In de lezing van Ryan stond de term inclusivity centraal. Hij beschreef de honger van zijn studenten; de honger naar autonomie, naar eigenaarschap, naar creativiteit, naar stilte, naar ontstressing, naar verdieping, naar spiritualiteit. Waar ze geleerd wordt hun creativiteit in dienst te stellen van de fantasieën van een componist en van een dirigent, worden ze in plaats van zelfscheppende kunstenaars te zijn gereduceerd tot gehoorzame uitvoerders in een wereld die niet alleen voor kunstenaars herkenbaar is: gefragmenteerd, beheerst door snelheid en productie, door consumptie en concurrentie, door exclusiviteit.

In deze wereld kan ook iedere theateruitvoering weer zo’n tussenruimte zijn, waarin we op basis van inclusiviteit kunnen uitproberen hoe we de dingen anders kunnen doen.

In de vorige blogs beschreef ik hiervoor een aantal mogelijk bruikbare technieken, maar bovenal een houding.
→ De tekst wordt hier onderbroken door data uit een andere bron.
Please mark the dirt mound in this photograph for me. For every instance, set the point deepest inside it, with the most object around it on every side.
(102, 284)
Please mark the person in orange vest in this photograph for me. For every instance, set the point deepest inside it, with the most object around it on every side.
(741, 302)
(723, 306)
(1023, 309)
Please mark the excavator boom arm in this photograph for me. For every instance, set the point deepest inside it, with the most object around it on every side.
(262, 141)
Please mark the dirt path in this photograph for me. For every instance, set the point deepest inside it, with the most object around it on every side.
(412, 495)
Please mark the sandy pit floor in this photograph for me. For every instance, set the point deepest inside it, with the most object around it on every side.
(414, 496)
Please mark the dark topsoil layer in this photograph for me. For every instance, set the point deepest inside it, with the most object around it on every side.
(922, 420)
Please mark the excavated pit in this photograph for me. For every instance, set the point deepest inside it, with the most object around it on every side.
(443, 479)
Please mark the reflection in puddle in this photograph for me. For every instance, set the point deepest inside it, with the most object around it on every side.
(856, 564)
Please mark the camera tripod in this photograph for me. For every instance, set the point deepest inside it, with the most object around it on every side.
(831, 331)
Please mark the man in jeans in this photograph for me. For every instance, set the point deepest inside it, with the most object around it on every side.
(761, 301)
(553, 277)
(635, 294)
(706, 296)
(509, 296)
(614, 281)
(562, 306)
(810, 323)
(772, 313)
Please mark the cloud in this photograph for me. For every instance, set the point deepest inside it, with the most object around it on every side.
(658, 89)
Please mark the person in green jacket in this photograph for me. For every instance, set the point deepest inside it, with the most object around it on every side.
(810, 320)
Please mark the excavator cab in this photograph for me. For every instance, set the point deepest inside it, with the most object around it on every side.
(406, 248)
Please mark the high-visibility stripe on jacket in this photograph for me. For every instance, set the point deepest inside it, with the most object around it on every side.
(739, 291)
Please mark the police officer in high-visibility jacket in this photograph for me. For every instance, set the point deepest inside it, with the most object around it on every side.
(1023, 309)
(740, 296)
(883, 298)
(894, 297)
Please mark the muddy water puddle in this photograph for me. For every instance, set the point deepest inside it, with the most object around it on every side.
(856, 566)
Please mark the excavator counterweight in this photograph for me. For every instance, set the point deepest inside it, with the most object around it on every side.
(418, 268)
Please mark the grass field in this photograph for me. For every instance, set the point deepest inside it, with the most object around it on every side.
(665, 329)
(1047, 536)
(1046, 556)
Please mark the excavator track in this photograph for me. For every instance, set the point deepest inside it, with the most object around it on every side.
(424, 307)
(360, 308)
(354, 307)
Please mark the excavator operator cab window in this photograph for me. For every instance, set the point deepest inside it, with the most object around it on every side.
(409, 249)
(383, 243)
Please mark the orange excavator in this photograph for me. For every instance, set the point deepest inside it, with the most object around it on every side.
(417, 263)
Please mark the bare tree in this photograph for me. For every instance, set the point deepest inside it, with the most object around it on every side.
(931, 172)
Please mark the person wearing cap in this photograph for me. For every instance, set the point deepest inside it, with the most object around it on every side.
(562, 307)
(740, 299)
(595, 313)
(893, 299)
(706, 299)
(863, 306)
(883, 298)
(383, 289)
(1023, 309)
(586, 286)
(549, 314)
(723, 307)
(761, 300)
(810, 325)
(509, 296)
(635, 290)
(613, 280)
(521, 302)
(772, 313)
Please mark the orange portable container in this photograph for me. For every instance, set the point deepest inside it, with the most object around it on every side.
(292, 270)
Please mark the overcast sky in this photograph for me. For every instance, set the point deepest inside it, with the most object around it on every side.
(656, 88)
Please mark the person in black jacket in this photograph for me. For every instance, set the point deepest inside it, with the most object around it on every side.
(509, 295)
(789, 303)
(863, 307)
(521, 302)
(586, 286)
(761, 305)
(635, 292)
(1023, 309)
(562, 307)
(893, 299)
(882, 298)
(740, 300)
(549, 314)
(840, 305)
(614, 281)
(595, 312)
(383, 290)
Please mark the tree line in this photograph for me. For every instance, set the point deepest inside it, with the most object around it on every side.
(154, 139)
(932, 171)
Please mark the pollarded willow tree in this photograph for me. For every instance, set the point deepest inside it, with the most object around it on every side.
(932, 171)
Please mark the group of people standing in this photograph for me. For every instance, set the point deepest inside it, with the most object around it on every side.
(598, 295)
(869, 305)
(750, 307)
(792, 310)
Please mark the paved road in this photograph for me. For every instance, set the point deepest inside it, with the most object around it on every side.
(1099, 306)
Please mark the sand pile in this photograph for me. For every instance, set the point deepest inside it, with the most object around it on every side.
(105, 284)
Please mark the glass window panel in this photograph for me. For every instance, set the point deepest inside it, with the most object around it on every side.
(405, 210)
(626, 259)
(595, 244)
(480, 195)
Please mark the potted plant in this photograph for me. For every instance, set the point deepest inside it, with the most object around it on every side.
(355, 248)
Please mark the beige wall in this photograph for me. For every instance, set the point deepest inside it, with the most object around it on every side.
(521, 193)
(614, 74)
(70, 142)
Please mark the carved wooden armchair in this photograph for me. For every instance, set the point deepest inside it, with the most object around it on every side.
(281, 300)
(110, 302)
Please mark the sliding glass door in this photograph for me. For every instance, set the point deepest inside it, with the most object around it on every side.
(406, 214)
Het uitproberen hoe we dingen anders kunnen doen op basis van inclusiviteit kan alleen als we toegewijd en nieuwsgierig zijn, en respect hebben voor een ieder die en voor alles dat bij het proces betrokken is; het is een kwetsbaar proces van openstellen, van geven en ontvangen. En die kwetsbaarheid zal het in eerste instantie altijd verliezen van gewelddadige uitdagingen; dat is immers de eigenschap van kwetsbaarheid. Ooit heb ik dit meegemaakt toen een van de aan Klangraum deelnemende componisten een experiment voorstelde, dat er – zoals ik het nu zie – eigenlijk op gericht was om de rekbaarheid, de tolerantie van inclusiviteit als principe te testen. Het resultaat was dat één van de participerende aanwezigen zich zodanig begon te uiten, dat veel andere deelnemers aan het experiment bang werden en de performance verlieten.
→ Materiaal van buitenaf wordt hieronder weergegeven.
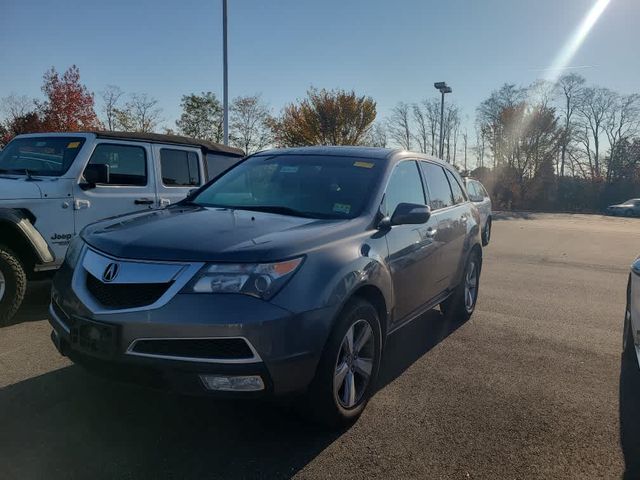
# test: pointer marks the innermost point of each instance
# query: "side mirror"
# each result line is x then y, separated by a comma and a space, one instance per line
410, 214
95, 173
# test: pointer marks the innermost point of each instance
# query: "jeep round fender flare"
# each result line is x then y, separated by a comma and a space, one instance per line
20, 223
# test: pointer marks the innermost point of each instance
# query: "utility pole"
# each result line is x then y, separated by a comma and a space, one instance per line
225, 74
444, 88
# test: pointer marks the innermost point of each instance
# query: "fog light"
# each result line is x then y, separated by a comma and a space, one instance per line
248, 383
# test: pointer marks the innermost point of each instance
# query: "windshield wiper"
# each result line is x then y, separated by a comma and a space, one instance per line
279, 210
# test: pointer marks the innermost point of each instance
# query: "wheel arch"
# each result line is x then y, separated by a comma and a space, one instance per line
19, 235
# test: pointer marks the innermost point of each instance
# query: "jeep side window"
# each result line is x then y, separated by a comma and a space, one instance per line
405, 186
127, 163
438, 185
474, 191
179, 168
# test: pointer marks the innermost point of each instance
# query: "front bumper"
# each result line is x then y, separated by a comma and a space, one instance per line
287, 345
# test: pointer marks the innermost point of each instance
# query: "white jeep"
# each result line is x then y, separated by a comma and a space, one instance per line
54, 184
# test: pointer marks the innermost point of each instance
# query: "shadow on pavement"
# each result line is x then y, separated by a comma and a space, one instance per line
630, 415
506, 215
35, 304
69, 424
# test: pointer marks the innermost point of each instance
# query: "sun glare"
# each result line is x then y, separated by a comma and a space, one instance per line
577, 38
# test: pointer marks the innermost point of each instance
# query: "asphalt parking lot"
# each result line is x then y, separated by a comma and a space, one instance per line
533, 386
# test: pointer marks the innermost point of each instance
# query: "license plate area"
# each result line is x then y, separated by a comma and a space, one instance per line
94, 338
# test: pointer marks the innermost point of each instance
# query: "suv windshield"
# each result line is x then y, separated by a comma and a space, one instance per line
315, 186
49, 156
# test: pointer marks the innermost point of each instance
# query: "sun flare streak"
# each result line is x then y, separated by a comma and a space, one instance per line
569, 50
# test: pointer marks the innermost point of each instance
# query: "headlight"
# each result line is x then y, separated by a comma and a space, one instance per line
73, 251
262, 280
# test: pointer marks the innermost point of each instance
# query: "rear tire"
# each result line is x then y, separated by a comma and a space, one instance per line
462, 302
340, 390
628, 347
486, 233
13, 284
Meer dan ooit leerde ik toen, dat non-intentioneel theater vraagt om een houding van gezamenlijke verantwoordelijkheid en zorgzaamheid van alle deelnemenden voor alle deelnemenden; dat kwetsbaarheid een andere taal spreekt dan die van winnen of verliezen. 
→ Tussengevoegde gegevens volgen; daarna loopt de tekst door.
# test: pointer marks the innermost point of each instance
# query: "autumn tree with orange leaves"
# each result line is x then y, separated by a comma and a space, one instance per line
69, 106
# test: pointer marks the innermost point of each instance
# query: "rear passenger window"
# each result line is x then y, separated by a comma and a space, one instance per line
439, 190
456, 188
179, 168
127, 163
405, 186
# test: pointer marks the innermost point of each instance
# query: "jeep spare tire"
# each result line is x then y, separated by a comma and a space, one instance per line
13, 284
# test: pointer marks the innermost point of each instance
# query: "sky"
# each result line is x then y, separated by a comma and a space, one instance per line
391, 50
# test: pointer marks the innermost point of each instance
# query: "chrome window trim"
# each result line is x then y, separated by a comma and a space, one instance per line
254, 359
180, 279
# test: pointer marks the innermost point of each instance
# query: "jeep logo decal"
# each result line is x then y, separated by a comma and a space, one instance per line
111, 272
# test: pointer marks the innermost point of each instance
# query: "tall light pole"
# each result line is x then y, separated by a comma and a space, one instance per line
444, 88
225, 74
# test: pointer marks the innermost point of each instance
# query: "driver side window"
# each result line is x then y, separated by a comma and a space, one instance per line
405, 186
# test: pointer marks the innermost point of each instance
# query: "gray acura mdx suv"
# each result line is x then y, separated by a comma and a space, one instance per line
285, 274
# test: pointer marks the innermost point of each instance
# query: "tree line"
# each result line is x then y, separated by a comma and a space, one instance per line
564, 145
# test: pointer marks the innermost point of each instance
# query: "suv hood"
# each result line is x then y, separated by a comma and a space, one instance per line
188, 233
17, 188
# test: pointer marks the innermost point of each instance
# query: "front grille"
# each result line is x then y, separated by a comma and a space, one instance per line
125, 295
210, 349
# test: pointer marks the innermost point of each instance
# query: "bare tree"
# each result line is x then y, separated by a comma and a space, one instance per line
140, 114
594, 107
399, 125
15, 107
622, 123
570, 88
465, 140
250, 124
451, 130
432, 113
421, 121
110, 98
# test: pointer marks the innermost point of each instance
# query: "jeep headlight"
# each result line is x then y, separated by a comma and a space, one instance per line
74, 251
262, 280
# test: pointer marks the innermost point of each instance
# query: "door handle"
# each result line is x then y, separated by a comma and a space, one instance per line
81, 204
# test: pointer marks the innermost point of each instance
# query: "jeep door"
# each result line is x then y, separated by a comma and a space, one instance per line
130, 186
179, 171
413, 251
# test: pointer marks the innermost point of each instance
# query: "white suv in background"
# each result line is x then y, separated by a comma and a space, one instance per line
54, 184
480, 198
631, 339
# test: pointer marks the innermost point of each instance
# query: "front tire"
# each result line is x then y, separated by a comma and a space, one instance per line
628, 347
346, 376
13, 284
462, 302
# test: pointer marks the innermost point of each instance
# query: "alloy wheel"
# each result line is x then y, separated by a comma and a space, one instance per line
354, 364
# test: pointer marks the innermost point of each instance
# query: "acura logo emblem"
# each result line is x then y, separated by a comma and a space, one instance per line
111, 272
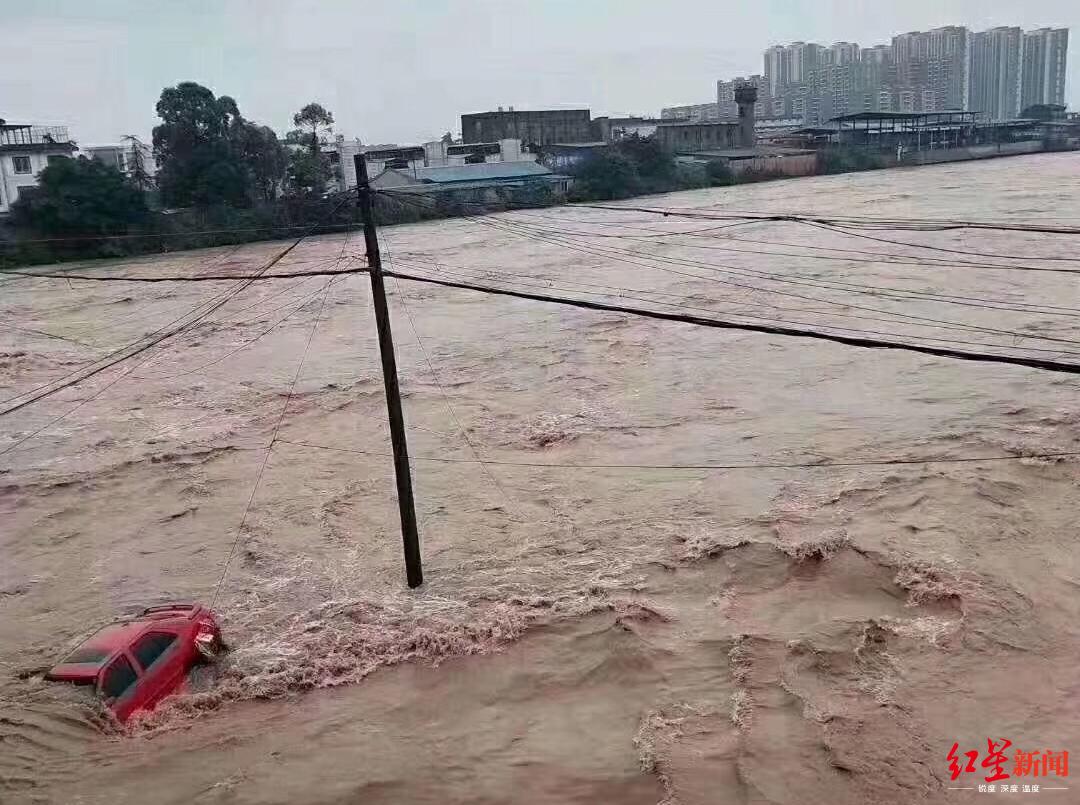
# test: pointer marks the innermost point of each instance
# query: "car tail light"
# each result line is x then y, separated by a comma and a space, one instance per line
206, 640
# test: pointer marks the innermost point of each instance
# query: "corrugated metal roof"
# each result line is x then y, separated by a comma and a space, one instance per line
482, 172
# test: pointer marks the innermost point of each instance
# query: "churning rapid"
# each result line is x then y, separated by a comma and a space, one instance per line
766, 634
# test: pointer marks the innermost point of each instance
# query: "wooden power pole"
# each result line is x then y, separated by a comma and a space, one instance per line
405, 505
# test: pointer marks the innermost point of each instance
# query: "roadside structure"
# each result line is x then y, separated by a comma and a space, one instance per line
25, 151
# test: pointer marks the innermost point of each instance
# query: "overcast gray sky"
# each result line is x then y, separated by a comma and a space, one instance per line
404, 70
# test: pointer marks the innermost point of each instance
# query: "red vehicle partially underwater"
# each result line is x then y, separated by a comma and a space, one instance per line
135, 663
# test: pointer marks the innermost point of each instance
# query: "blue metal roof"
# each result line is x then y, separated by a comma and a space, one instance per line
481, 172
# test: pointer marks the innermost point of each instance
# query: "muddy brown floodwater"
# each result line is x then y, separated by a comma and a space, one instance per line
592, 635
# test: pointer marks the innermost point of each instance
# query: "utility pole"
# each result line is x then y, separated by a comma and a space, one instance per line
407, 509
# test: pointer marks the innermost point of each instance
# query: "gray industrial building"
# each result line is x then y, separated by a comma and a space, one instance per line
542, 126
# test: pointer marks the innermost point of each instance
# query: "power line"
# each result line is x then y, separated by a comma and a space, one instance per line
910, 225
624, 293
608, 252
877, 291
203, 278
269, 447
446, 398
129, 352
769, 330
759, 466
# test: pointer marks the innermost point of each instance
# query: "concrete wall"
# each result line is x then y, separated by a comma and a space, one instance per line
983, 151
797, 164
690, 137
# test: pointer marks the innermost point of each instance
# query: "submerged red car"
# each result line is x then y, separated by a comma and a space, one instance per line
135, 663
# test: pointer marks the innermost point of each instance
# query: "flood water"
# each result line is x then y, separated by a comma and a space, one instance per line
817, 634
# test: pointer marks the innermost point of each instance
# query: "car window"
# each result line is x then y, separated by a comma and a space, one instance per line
118, 678
150, 646
86, 655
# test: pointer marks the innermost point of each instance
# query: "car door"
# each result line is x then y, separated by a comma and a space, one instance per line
159, 654
118, 686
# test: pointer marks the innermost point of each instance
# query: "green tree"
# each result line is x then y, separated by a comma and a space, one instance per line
313, 119
265, 158
199, 144
80, 197
656, 166
308, 168
606, 174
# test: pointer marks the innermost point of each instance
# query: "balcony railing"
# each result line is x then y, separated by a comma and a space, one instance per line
35, 135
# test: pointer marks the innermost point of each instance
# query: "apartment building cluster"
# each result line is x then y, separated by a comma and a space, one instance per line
996, 72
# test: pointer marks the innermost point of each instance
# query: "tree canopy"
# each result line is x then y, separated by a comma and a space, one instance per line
309, 169
210, 155
80, 197
313, 118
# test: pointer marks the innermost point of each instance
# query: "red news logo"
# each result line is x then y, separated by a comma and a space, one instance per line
1037, 764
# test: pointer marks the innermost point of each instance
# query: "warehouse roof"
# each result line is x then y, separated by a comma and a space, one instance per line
482, 172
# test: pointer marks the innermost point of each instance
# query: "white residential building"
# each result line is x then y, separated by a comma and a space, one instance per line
130, 158
25, 151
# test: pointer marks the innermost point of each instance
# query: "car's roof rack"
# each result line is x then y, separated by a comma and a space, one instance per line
167, 607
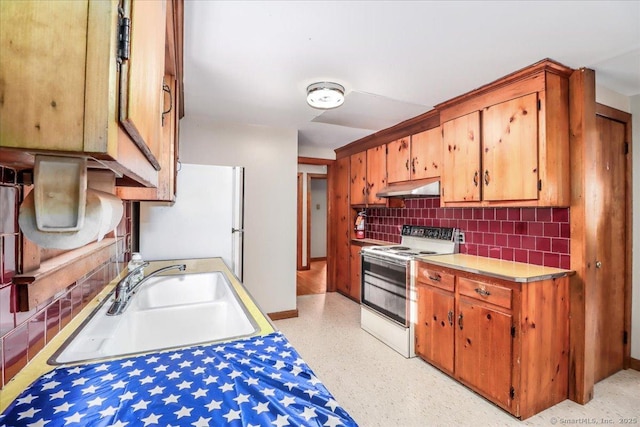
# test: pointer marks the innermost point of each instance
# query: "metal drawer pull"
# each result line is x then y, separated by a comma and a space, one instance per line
483, 292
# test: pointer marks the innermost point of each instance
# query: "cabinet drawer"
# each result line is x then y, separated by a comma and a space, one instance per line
435, 278
487, 292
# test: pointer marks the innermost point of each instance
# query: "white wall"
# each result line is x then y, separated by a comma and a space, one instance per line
635, 290
270, 159
316, 152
Het volgende bericht dat componist Antoine Beuger op 19 juni 2020 op zijn Facebook tijdlijn plaatste n.a.v. de Corona-crisis draag ik graag met me mee:

‘It is a time of deep engagement with creation in every sense of the word: with being a creature in this world of creatures and finding ways to continue being part of it as creatively as possible in the midst of powerlessness, inner and outer surveillance, desiccation and asphyxiation; finding ways to connect, to enact and embody our deep entanglement with each other and everything else on this earth in the midst of a huge push to do the opposite: disconnect, isolate, surrender cheerfully to a high-tech dystopia of touch free ‘communication’ and ‘access’, of remote teaching and learning, of telehealth, all worshipped as the pinnacle of human civilisation or, even more obscenely, evolution.
This is nothing else than another huge move to keep capitalism ‘alive’, while killing or maybe even worse, zombifying us and our planet, turning it into the desolate planet of the living dead.
But we are not surrendering, we are not dying, we are not worshipping a new world of high tech blessings!
More than ever, we are dreaming, creating, caring, loving, enjoying, communising, imagining how we can do things differently. We are not letting ourselves be imprisoned in the prose of whatever ‘new normality’, we are more inventive than ever in finding ways to “dwell in possibility” (Emily Dickinson), “to find and create interstices and to crack them up” (John Holloway), to “walk through the portal lightly, with little luggage, ready to imagine another world and ready to fight for it” (Arundhati Roy), “In a spiral dance, retrieving the touch, the embodied relationality, the good of what was — while insisting upon the chance of something new, something better” (Catherine Keller).’